漫画「スラムダンク」(井上雄彦)では、湘北はインターハイ予選決勝リーグで桜木花道のミスで試合終了となり、その2日後、桜木の赤い坊主頭が誕生しました。どうしてこんなことになったのでしょうか?

 ミスをしてしまったときやうまくできなかったときに、「あんなプレーをしてしまって、自分は何てだめな奴なんだ」と自分を責め、自信を失くし、落ち込んでしまう。そんなとき、周りの人たちも自分を批判していると感じることがあります。または自分よりもランクが上の人が自分のことを「下手だ」と馬鹿にしていると思い込んでしまうこともあるかもしれません。

 実際に批判したり馬鹿にする人もいるかもしれません。しかし、ほとんどの場合「考え過ぎ」です。これは「自分が自分を責めているように、周りの人たちも自分を責めているはずだ」と自分の気持ちを他人に投影し、どんどん責められていると思い込んでいってしまう現象で、非定型の特徴を伴ううつ病の症状の「拒絶への敏感さ」にもつながります。自責感を乗り越えるエネルギーや「頭の中で起きている他人からの批判」をやり過ごすエネルギーがなくなっているのです。

 このようなときには、まず立場を入れ替えてみましょう。他の人が同じようなミスをしたら、あなたはその人のことを責めますか、批判しますか?「私はそんなことはしないと思う」と答える人が大多数と思います。または「ランクが下だからだめだ」という考えには至らない人も多いと思います。そうなのです、あなたと同じように、まじめにやっている人のことを馬鹿にするとか批判する人は滅多にいないのです。さらに、自分も失敗することはある、またランクが下だったこともあると思っているでしょう。

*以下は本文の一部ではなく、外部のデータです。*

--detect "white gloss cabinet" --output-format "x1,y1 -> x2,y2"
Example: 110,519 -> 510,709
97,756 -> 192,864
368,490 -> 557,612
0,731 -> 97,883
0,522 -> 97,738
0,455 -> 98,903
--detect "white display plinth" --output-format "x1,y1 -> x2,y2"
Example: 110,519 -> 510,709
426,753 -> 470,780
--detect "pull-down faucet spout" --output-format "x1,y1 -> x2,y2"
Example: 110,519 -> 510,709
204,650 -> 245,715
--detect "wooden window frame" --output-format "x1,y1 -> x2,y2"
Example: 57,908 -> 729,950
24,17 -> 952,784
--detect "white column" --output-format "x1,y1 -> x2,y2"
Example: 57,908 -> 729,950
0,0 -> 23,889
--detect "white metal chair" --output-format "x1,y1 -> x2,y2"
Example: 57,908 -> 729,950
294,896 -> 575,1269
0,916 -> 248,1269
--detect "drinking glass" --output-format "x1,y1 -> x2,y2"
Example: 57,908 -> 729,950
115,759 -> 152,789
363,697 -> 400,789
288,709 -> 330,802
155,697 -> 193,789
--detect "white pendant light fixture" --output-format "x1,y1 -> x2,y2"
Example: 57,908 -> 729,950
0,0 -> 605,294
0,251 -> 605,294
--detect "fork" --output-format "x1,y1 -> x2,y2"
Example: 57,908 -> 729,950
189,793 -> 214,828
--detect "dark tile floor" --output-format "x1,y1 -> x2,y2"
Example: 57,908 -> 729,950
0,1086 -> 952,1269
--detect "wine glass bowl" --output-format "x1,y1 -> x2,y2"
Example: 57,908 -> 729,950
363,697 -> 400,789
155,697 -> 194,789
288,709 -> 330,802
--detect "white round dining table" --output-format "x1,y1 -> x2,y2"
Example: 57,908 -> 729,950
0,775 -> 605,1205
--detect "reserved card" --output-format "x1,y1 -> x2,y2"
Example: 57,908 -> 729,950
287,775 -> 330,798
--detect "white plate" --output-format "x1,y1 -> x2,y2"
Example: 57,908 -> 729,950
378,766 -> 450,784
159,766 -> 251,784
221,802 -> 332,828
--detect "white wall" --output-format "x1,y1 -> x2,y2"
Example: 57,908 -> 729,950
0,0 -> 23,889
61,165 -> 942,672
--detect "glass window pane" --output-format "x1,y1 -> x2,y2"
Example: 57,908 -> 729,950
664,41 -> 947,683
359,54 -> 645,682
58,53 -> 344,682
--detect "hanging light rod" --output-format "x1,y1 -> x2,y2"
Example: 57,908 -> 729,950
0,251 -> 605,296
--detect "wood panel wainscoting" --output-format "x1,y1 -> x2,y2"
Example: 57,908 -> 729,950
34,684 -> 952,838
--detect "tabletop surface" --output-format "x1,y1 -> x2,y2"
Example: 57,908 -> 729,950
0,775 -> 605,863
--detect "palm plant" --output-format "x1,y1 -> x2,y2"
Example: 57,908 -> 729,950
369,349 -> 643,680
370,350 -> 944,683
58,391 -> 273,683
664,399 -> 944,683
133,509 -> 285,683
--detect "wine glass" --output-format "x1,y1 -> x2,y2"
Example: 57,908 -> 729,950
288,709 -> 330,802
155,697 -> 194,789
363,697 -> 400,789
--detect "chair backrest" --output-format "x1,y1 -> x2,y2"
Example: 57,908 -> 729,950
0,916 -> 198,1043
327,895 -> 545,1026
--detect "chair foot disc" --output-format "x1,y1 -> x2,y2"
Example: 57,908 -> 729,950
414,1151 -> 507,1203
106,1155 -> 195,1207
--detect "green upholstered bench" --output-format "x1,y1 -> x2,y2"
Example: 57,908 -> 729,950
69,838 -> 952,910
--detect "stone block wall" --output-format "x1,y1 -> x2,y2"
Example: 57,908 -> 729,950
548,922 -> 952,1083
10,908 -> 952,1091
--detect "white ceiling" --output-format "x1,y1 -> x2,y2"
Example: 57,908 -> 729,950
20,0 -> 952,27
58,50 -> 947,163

 また、試合中などではチームメイトは自分のパフォーマンスを向上させることに夢中で、あなたのことを考える余裕がないかもしれません。またランクが上の人はもっと自分のランクを上げたいと考えていて、あなたのことを考えてはいないかもしれません。従って、他の人が自分のことをどう思っているかと考える必要はないのです。そのような考えに支配されてモチベーションが下がったり、パフォーマンスが下がることの方が重大な問題です。

 「スラムダンク」で、インターハイ予選決勝リーグの1回戦は湘北が負けましたが最後のプレーは残り5秒での桜木花道のパスミスでした。翌日、「自分のせいでチームが負けた」と落ち込んでいる桜木に流川楓は「うぬぼれんな。どあほう。」「てめえがミスやらかすことぐらい最初から計算に入っていた。誰も驚きゃしねぇ、お前の実力はまだそんなもんだ」と言い放ちます。桜木は激怒し、流川と殴り合いになりますが、流川は「お前のミスが勝敗を左右することはねー。負けたのは俺の責任だ俺のスタミナが最後まで続いていれば昨日は勝っていたはずだ」というと桜木は「てめーこそ、うぬぼれんな」と言い返し、さらに殴り合いは続きます。翌日桜木は坊主頭にして練習にでました。桜木も流川も自分の責任で周りもそう思っていると考えていたと思いますが、お互いにその考えを否定し合っています。そして自己否定を前向きなエネルギーに切り替えるために、桜木花道の赤い坊主頭が生まれたということになります。